# During Seperation he was calling another woman



## AnewBeginning (Dec 27, 2011)

I found out that H was calling another girl after we separated, (November) and it stopped about a month later in December. He doesn't know that I know yet, and I am going to ask him. But should I even bother asking if he has slept with her?? Would I even want to know?! We were separated, even though I wasn't even so much as talking to another man. I just don't know if I would want to know. I think that if he would fess up that he was talking to her then maybe I can just put it in the past and start over fresh.

We have decided to give our marriage another shot. There are terms that need to be met in order for it to work, and we are going to MC also and he is now on depression meds.

So what is your opinion.
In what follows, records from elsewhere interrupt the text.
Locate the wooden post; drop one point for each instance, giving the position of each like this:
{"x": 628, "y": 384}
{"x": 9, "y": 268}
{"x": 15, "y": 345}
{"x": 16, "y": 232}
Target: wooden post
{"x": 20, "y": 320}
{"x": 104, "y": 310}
Should I be mad that he was talking to another woman, and should I even bother to find out what went on or just let it go??
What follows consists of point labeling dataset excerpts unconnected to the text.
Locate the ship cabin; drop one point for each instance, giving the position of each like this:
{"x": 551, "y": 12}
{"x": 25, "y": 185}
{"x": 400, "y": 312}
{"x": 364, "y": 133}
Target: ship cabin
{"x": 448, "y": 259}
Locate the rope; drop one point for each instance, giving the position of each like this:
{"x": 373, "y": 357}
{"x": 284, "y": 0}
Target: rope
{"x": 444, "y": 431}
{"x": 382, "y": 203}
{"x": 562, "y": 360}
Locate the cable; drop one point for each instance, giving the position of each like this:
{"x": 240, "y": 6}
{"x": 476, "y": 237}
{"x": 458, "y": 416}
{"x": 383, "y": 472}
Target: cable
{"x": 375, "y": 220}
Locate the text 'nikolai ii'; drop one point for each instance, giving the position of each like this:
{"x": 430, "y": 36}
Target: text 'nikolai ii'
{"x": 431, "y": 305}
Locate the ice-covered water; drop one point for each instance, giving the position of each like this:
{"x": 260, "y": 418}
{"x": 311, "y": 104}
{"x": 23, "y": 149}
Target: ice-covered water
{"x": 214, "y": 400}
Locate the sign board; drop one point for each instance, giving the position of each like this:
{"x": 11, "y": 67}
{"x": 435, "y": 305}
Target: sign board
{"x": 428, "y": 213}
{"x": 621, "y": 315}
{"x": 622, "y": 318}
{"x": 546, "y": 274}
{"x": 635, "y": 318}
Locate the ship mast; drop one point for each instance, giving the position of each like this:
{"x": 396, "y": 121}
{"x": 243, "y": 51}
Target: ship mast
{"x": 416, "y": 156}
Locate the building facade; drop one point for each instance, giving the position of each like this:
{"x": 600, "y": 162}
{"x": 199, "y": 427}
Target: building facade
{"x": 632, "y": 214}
I'm afraid if I know he slept with her it will take a lot for me to get over...


----------



## cubsfn (Sep 23, 2010)

You should bring it up in MC .. it is something that is always going to eat at you and frankly I think it might hinder your efforts to reconcile.


----------



## chattycathy (Aug 19, 2011)

I would tell him you know and ask if he would be tested for STDs so that you could reboot your monogamous life.


----------



## nun600 (Aug 22, 2011)

Definitely ask but be ready to hear the truth if he did sleep with her.


----------